Many claim that individual dietary shifts are the solution: researchers at UC Davis found that if everyone switched to a mediterranean diet, global emissions would be reduced by 15%. Yet despite this theoretical potential, a global shift in culinary habits seems unlikely at best. Even if consumers in wealthier countries successfully cut meat intake, the global consumption trend will be dominated by developing countries in which meat is becoming an affordable – and therefore larger – part of people’s diets. Clearly, this is not an easy dilemma. After years of our own over-consumption of meat, it hardly seems fair to impose limits upon countries that have done little to contribute to historic emissions, especially when livestock often increases nutrition and food security.

 Ultimately, this issue is likely one which will only be solved by technological innovation and new ways of thinking about our production of food. As part of his focus on the “other 75%”, Bill Gates emphasizes the need for creative solutions which reduce “emissions per product”as opposed to the actual amount of food created. Along with the organization Breakthrough Energy Ventures, Gates and his colleagues are currently looking into innovative solutions ranging from sustainable fertilizers to protective skins which keep food fresh longer and reduce food waste.

In addition, researchers and private companies are developing both innovative and established ways to bypass traditional agriculture practices entirely.Companies like Impossible Foods, a startup famous for their eerily beef-like vegan burger, are offering increasingly realistic plant-based meat substitutes to the food market. Other startups such as JUST are creating lab-grown meat at increasingly lower costs.

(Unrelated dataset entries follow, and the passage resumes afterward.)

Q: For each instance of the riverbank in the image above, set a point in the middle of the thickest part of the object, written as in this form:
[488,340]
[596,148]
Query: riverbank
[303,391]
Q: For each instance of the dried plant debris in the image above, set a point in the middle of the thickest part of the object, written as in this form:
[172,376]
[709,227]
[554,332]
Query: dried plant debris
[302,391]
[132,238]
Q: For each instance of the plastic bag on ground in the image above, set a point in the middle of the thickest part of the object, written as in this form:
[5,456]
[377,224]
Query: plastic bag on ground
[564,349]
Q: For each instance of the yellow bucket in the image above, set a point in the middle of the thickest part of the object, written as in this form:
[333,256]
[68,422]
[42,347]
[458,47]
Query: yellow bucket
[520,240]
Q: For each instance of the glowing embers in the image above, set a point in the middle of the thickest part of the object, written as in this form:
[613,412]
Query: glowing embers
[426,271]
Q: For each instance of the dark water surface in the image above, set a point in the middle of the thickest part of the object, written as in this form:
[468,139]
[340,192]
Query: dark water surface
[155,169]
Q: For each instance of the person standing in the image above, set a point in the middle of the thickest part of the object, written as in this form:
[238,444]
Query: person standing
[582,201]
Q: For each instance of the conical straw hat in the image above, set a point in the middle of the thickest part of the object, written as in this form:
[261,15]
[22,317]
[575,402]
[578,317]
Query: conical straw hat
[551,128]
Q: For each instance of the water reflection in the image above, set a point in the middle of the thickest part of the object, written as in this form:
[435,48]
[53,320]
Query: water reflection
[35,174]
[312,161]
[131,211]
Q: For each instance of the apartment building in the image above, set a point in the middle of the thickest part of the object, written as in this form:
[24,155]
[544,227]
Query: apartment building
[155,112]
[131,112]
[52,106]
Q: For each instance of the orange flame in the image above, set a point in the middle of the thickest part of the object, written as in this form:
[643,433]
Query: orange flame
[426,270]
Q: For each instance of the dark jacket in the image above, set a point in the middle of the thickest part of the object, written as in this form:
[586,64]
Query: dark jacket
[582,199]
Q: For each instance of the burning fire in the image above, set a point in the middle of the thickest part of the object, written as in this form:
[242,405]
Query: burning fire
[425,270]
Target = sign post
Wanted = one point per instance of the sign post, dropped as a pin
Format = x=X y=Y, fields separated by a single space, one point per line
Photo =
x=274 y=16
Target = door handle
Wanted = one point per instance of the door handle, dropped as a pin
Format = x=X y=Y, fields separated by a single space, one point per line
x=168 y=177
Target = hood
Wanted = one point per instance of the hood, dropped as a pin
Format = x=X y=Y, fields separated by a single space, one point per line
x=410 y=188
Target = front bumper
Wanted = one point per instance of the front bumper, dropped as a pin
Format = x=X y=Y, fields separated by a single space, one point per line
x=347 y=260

We will likely never fully shift consumers over to plant-based diets, but if labs can recreate the experience of eating meat more sustainably and at a lower cost, fundamental shifts in how humans consume food could realistically happen.

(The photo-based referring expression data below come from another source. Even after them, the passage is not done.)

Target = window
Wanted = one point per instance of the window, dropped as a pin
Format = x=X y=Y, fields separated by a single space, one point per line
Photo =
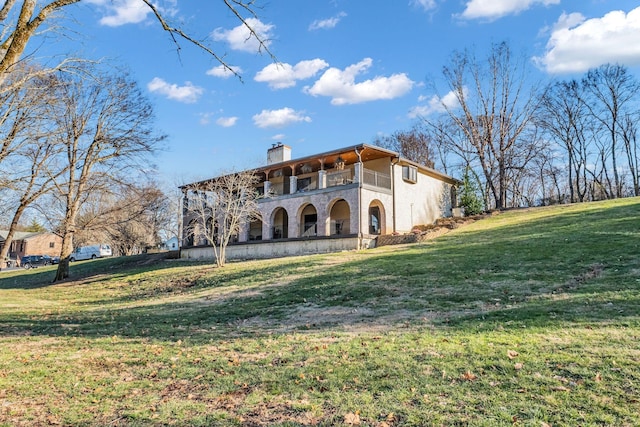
x=410 y=174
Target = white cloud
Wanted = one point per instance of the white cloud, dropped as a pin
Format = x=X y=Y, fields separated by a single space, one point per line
x=435 y=104
x=121 y=12
x=280 y=76
x=227 y=122
x=340 y=85
x=187 y=93
x=425 y=4
x=223 y=72
x=279 y=118
x=240 y=38
x=577 y=44
x=494 y=9
x=326 y=24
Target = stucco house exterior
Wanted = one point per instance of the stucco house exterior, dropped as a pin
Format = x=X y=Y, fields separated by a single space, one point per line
x=333 y=201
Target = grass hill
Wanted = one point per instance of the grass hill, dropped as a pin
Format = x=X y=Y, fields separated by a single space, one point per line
x=526 y=318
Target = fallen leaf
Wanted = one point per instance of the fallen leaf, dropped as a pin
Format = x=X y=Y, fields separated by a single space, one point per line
x=469 y=376
x=352 y=419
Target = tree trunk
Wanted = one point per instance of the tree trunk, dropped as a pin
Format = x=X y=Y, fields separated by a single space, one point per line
x=67 y=249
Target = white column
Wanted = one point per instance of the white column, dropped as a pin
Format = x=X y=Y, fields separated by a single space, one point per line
x=322 y=179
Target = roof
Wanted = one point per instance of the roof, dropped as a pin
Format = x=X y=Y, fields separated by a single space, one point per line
x=349 y=155
x=21 y=235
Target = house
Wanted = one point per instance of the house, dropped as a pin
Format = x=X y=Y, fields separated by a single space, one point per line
x=333 y=201
x=32 y=243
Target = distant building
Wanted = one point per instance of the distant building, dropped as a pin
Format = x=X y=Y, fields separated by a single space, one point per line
x=171 y=244
x=337 y=200
x=32 y=243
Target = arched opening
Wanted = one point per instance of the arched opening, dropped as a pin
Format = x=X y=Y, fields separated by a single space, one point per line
x=255 y=229
x=280 y=229
x=376 y=218
x=190 y=232
x=339 y=218
x=308 y=221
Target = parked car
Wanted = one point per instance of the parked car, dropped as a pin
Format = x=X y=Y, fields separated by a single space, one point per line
x=33 y=261
x=90 y=252
x=10 y=262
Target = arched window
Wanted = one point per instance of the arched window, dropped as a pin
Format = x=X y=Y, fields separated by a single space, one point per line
x=339 y=221
x=280 y=229
x=308 y=221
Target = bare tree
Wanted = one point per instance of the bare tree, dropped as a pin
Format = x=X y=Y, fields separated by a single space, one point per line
x=630 y=139
x=26 y=152
x=612 y=90
x=105 y=126
x=218 y=210
x=22 y=19
x=563 y=115
x=129 y=217
x=415 y=144
x=492 y=112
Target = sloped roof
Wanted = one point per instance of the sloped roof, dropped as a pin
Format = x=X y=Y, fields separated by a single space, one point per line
x=350 y=155
x=21 y=235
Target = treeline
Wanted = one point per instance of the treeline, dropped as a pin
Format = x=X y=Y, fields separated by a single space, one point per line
x=75 y=145
x=525 y=143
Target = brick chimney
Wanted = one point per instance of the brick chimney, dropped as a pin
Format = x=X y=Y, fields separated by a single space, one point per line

We should also consider more sustainable ways to consume and produce the animal proteins we already have. Researchers at the University of California’s Carbon Neutrality Initiative are advocating for a scale-up of aquaculture (farmed-fish) as an animal-protein alternative to livestock. Researcher Steve Gaines argues that when done correctly, aquaculture is the most sustainable way to eat animal-protein, and that in some cases it can even provide a better alternative than a totally vegetarian diet.

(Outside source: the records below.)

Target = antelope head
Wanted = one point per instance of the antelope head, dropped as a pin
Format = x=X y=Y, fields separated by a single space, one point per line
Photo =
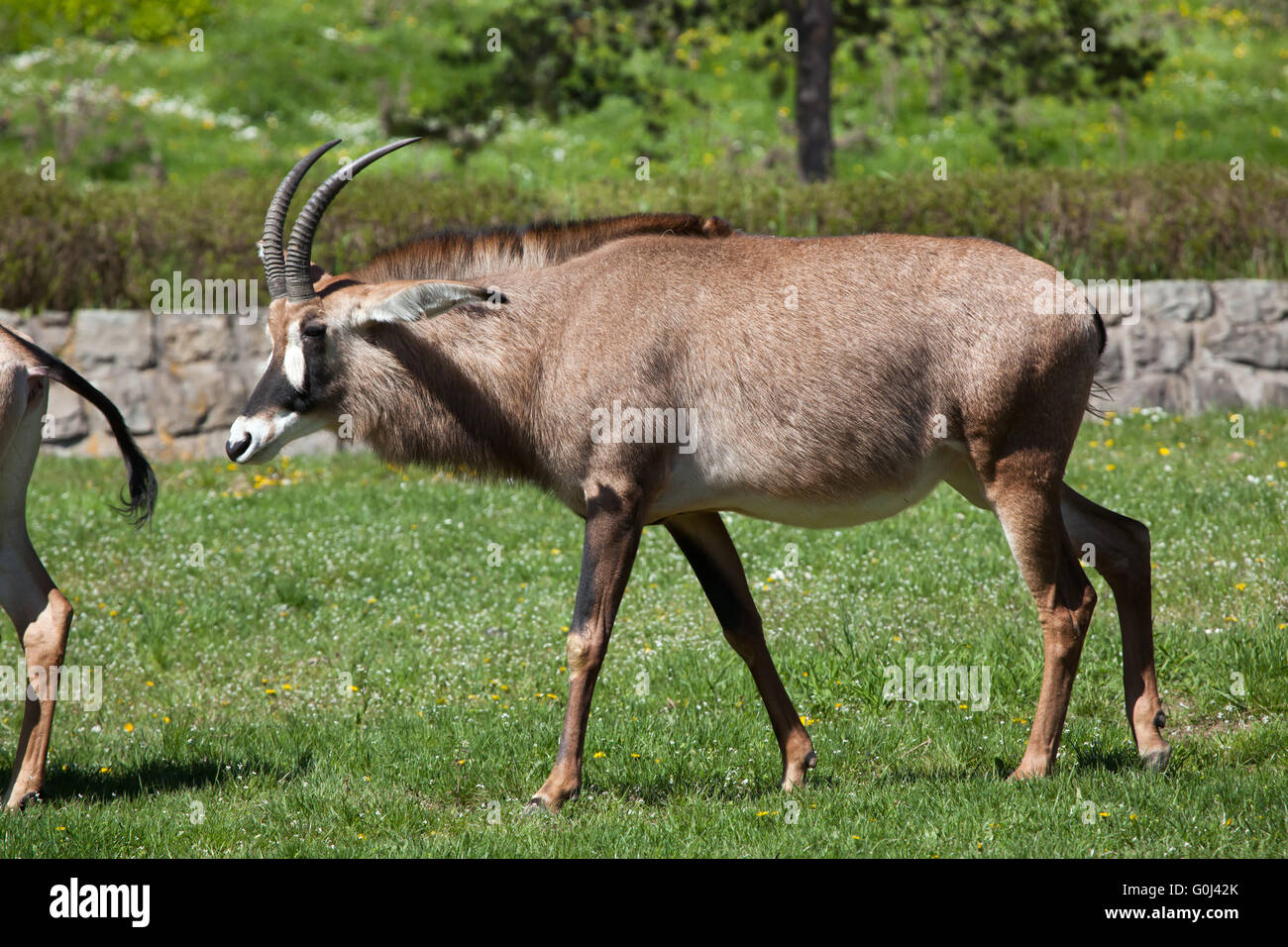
x=314 y=320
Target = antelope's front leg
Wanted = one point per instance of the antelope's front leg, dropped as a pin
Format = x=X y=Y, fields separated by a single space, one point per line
x=612 y=536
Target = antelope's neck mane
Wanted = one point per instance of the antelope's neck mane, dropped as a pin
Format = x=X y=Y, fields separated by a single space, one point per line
x=469 y=256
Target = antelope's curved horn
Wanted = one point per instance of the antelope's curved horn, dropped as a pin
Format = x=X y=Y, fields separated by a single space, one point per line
x=274 y=266
x=299 y=253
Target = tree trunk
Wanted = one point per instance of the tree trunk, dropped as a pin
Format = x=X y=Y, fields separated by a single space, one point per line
x=814 y=24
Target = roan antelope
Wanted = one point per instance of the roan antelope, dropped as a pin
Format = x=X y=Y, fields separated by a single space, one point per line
x=40 y=613
x=905 y=363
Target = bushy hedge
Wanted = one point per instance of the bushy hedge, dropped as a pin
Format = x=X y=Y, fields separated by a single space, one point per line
x=63 y=248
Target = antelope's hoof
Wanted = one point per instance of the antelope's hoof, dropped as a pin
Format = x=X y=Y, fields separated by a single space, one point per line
x=539 y=806
x=795 y=775
x=1028 y=771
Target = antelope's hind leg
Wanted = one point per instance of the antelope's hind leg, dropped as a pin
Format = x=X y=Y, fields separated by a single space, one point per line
x=613 y=527
x=708 y=548
x=40 y=613
x=1024 y=489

It will no doubt be difficult to create meaningful change in our agriculture system, both here in the U.S. and around the world. Agriculture is still largely excluded from many climate change discussions, and suggesting its complicity in emitting greenhouse gases is often met with ridicule or public displeasure. Food is also one of the things held most closely to people, communities, and cultures, and attempting to change ways of production and consumption practiced for centuries will inevitably be remarkably hard. Yet there is reason for optimism – as researchers devise new ways to put food on the table more sustainably and as people increasingly make individual choices for sustainability, we can slowly chip away at the massive impact agricultural production has on the environment.

But until the day comes where lab grown meat is as good as the real thing and the Impossible Burger is sold at every burger joint, just try your best to take your parents’advice. Eat your veggies.